Terceira onda: agentes autônomos e multiagentes
A terceira fase atual envolve o que Ressa denomina como "inteligência artificial agentiva", sistemas avançados capazes não apenas de reproduzir comportamentos humanos, mas de executar ações de forma independente em nome dos usuários. Essa capacidade autônoma representa um ponto de inflexão onde a tecnologia deixa de ser meramente uma ferramenta e passa a agir com certo grau de independência.
Responsabilidade corporativa como ponto de partida
Ressa defende que o primeiro passo concreto para enfrentar essa crise consiste em responsabilizar juridicamente as grandes corporações tecnológicas pelos danos já causados à sociedade. Ela elogiou ações judiciais nos Estados Unidos que obrigaram a Meta a pagar até 18 bilhões de dólares durante a próxima década, além de implementar restrições significativas no acesso de adolescentes ao Facebook e Instagram.
Essas ações legais estabelecem precedentes importantes e demonstram que é possível responsabilizar empresas tecnológicas por seus impactos negativos na saúde mental e estabilidade democrática das populações.
Regulamentação global e salvaguardas públicas
A especialista em tecnologia rejeita o argumento de que a regulamentação da inteligência artificial prejudicaria a competição tecnológica entre superpotências. Ressa apontou que a China, frequentemente citada como concorrente tecnológico dos Estados Unidos, implementa salvaguardas significativas para proteger seus cidadãos. Como exemplo, mencionou que a versão chinesa do TikTok possui restrições rigorosas de idade e limite de tempo de uso, enquanto a versão internacional oferece essas proteções de forma muito limitada.
A União Europeia e países como Austrália já avançaram na implementação de limites de idade para acesso a redes sociais. No entanto, Ressa destaca que essas medidas, embora importantes, não resolvem o problema fundamental: as ferramentas desenvolvidas pela indústria tecnológica criam dependência em todas as faixas etárias, não apenas em adolescentes.
Segurança pública versus liberdade de expressão
Ressa enfatiza que solicitar regulação adequada da inteligência artificial não constitui uma questão relacionada à liberdade de expressão, mas primordialmente uma questão de segurança pública.

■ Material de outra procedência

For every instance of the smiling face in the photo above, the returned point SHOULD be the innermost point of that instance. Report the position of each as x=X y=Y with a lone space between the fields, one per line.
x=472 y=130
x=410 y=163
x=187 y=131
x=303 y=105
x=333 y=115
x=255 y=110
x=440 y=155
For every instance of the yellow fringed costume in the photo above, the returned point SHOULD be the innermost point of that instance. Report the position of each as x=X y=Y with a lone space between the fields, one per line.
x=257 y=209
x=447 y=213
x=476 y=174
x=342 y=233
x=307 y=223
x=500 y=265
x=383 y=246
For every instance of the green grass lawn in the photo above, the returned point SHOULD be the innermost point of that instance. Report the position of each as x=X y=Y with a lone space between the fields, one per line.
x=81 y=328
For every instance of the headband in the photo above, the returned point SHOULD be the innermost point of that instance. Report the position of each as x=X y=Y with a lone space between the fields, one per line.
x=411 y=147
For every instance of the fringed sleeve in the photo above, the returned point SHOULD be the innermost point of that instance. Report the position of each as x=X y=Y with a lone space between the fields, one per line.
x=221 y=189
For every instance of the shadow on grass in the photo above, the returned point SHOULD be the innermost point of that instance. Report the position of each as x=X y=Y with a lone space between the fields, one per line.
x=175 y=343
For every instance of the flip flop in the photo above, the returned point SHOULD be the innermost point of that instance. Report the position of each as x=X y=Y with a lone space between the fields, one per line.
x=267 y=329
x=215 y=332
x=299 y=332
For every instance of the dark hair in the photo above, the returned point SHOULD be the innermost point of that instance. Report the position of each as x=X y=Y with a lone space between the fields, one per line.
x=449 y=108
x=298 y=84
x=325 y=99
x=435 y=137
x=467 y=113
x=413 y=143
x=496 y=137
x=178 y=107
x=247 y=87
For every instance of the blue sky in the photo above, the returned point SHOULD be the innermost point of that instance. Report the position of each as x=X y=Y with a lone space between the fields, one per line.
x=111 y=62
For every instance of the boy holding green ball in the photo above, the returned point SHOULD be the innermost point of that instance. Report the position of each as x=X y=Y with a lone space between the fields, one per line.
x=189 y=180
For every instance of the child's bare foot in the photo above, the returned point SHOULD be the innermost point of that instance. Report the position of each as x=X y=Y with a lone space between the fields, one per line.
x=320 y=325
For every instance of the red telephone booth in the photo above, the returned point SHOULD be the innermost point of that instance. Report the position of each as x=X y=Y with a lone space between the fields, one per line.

Conforme declarou à Reuters: "Pedir regulamentação não é uma questão de liberdade de expressão. É uma questão de segurança pública".
A jornalista alertou que estamos chegando a um ponto de não retorno. Se ações decisivas não forem tomadas imediatamente, a situação escapará ao controle das instituições democráticas e da população em geral, resultando em cenários onde os cidadãos perderão completamente sua capacidade de autodeterminação.
Soluções alternativas: plataformas de interesse público
Como resposta construtiva ao problema, Ressa propõe a criação de plataformas de comunicação desenvolvidas por organizações de interesse público e mantidas fora do controle corporativo. Essa abordagem espelha o modelo tradicional de investimento estatal em bens públicos, como parques e praças públicas.
A própria organização de Ressa, o Rappler, implementou uma iniciativa chamada Rappler Communities em 2023. Baseada no protocolo aberto e descentralizado Matrix, essa plataforma permite que jornalistas se conectem diretamente com leitores em ambiente seguro, promovendo conversas significativas e autênticas distantes da lógica de algoritmos comerciais.
O modelo já foi expandido para incluir outros veículos de imprensa das Filipinas e está sendo ampliado para outras nações do Sudeste Asiático, demonstrando viabilidade de alternativas à hegemonia das grandes plataformas corporativas.
Perspectivas para a democracia digital
O trabalho de Ressa como cofundadora e presidenta-executiva do Rappler, combinado com sua atuação no painel científico da ONU, posiciona-a como uma das vozes mais relevantes na discussão sobre o futuro democrático em tempos de inteligência artificial avançada. Sua mensagem é clara: o momento de agir é agora, antes que a autonomia humana seja irremediavelmente comprometida pela tecnologia sem regulação adequada.